In the description of the present invention, it should be noted that the directions or positional relationships indicated by the terms "center", "upper", "lower", "left", "right", "vertical", "horizontal", "inner", "outer", etc. are based on the directions or positional relationships shown in the drawings, are merely for convenience of describing the present invention and simplifying the description, and do not indicate or imply that the devices or elements referred to must have a specific orientation, be configured and operated in a specific orientation, and thus should not be construed as limiting the present invention. Furthermore, the terms "first," "second," and "third" are used for descriptive purposes only and are not to be construed as indicating or implying relative importance.

The following describes a specific implementation of the present solution in conjunction with fig. 1-4.

The scheme provides a floating point override function calculation device, wherein the override function involved in calculation specifically comprises eight instructions, namely a sine function (sin), a cosine function (cos), a hyperbolic sine function (sinh), a hyperbolic cosine function (cosh), an arctangent function (artan), an archyperbolic tangent function (artanh), a natural exponential function (exp), a natural logarithmic function (ln) and the like, and the data input by the instructions and the output result are all the floating point numbers of IEEE-754 standard. The corresponding instruction control signals are generated for the eight function instructions using a one-hot code encoded version.

Fig. 1 shows a flow chart of the present invention for calculating an override function, inputting floating point data, setting i as the iteration number, performing initialization, i=0, performing iterative operation, judging whether the current iteration is converged, if not, adding 1 to the iteration number, and continuing the iterative operation; if the iteration result is converged, scaling operation is carried out on the iteration result, and selection output is carried out after the scaling operation is finished.

FIG. 2 is a schematic diagram showing the structure of a floating point override function computing device according to the present invention, in which a peripheral interface receives an instruction control signal and an input floating point input data, and outputs a floating point output data through the device to complete the floating point calculation for the override function.

The device can calculate eight function instructions of sine function (sin), cosine function (cos), hyperbolic sine function (sinh), hyperbolic cosine function (cosh), arctangent function (artan), archyperbolic tangent function (artanh), natural exponential function (exp), natural logarithmic function (ln) and the like, and encodes the eight instructions by using a single thermal code, as shown in table 1.

In this embodiment, the floating point override function calculation device is preferably designed based on HCORDIC (High-radix adaptive CORDIC) algorithm concept, wherein variables are preferably all floating point data in the IEEE-754 standard.

Referring to fig. 3, the floating point override function calculating device according to the present embodiment includes an initializing unit, a storage unit, a control unit, an operation unit, and an output selecting unit.

The initialization unit receives input data and command control signals input into the computing device from the outside, and initializes the input data according to the command control signals.
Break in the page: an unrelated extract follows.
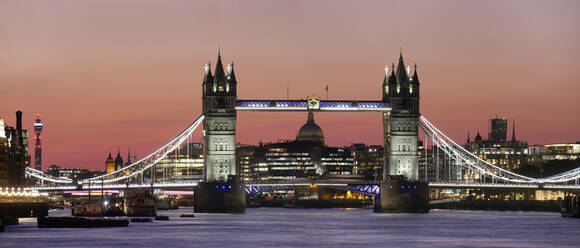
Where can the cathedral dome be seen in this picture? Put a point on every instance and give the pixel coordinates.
(310, 131)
Preferably, the specific initialization can be performed according to different operational functions, as will be explained later in connection with table 2; the initialization unit is connected with the control unit and outputs initialized data to the control unit. As shown in table 2, the initialization of eight override functions for the process mainly includes the initialization for four variables, vector X, vector Y, cumulative angle Z, and scale factor K.
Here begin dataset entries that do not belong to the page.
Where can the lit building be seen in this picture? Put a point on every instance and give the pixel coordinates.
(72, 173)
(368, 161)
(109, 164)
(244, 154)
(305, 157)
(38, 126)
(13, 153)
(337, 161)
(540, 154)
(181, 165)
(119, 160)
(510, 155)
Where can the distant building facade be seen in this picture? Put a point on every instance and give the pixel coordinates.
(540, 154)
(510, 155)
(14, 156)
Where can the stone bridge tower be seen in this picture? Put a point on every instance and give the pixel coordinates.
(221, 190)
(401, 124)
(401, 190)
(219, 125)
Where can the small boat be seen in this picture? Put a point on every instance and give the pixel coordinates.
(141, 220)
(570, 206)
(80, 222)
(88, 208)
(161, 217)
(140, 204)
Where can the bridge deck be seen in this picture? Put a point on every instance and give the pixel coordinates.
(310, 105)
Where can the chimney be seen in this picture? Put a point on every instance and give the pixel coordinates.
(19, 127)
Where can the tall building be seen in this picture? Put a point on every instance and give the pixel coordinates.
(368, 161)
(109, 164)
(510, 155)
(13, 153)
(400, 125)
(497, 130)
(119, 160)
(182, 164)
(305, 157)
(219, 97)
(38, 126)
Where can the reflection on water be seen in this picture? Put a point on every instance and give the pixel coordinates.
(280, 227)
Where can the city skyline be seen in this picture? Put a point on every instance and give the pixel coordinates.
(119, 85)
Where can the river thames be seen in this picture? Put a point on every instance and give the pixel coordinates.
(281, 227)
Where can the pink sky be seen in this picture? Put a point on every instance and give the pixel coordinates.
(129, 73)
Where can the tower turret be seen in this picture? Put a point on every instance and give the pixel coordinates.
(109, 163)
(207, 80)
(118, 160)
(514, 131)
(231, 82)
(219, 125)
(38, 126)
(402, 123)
The control unit is connected with the initialization unit, the operation unit and the storage unit; the control unit receives the initialization data from the initialization unit and the iterative operation data fed back by the operation unit, and selects control data to be input to the operation unit based on the data and the parameters from the storage unit. And judging whether the iterative operation data fed back by the operation unit reaches a convergence condition or not, so as to output a convergence signal to the operation unit.

The storage unit is connected with the control unit, and the values of the prestored parameter factors are taken out from the storage unit according to the address signals sent by the control unit and sent to the control unit. The parameter factors include a rotation factor delta, a rotation angle theta, a scale factor K, and a scale factor K.
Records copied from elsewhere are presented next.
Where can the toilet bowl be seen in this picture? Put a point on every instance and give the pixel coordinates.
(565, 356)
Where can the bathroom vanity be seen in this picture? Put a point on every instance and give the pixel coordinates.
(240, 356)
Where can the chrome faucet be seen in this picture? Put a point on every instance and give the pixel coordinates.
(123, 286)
The operation unit judges whether the operation is an iterative operation or a scaling operation based on the data sent by the control unit and the convergence signal. If the convergence (i.e. the convergence signal is true), performing scaling operation on the data, and finally transmitting the calculation result of the scaling operation to an output selection unit; if the signal is not converged (i.e. the convergence signal is false), the data is subjected to iterative operation, and the calculation result of the iterative operation is output back to the control unit.

The structure and connection of the operation unit and the output selection unit are shown in fig. 4. The design of the arithmetic unit is realized by adopting a parallel mode of a plurality of floating point calculations, wherein the arithmetic unit comprises a first arithmetic unit formed by a floating point multiplier and a floating point adder, a second arithmetic unit formed by a floating point multiplier and a floating point subtracter, a third arithmetic unit formed by a floating point multiplier and a fourth arithmetic unit formed by a floating point adder.

The output selection unit selects corresponding output according to the received instruction control signal to obtain a final operation result; different command control signals correspond to different functions.

Specifically, the arithmetic unit receives the convergence signal sent by the control unit, the convergence signal is an input of a multiplexer (i.e., a first multiplexer) between the first arithmetic unit and the second arithmetic unit, and δ and K are selectively output based on the convergence signal. If the convergence signal is false, the multipath selector selects delta as output, the operation unit needs to perform iterative operation, and the iterative operation is performed on the vector X, the vector Y, the accumulation angle Z, delta, theta, K and K sent by the control unit according to HCORDIC algorithm iterative formulas; if the convergence signal is true, the multiplexer (i.e., the first multiplexer) selects K as an output, and performs scaling operation on the vector X, the vector Y, the accumulation angle Z, and K sent from the control unit according to the HCORDIC algorithm scaling formula.

In the iterative operation process, the first arithmetic unit performs floating point multiplication and addition operation on X, Y and delta to complete the iterative operation of X; the second arithmetic unit performs floating point multiplication and subtraction operation on X, Y and delta to complete iterative operation of Y; the third arithmetic unit carries out floating-point multiplication operation on K and K to finish iterative operation of K; and the fourth arithmetic unit carries out floating point addition operation on Z and theta to finish iterative operation of Z. Wherein X, Y denotes a vector in the CORDIC algorithm, Z denotes the cumulative angle, and the variable θ denotes the rotation angle. Variable K, k is the scale factor and variable delta is the twiddle factor. The four operators feed back to the control unit with respect to the output of the iterative operation.

In the scaling operation process, a floating point multiplier in the first operator performs floating point multiplication operation on Y, K to finish scaling operation of Y, and outputs a scaling result to an output selection unit; a floating point multiplier in the second arithmetic unit performs floating point multiplication operation on X, K to finish scaling operation of X, and outputs a scaling result to an output selection unit; z does not need special processing, when scaling operation is carried out, Z does not need to be independently carried out, Z in iterative feedback data is directly output, and is synchronously output with X, Y, and a scaling result is output to an output selection unit. In the scaling operation, the floating point arithmetic unit used in the scaling operation can be completely multiplexed with the iterative operation, so that the problem of hardware resource consumption is effectively solved, and the scaling operation is also a design mode which is not available in the floating point computing device at present.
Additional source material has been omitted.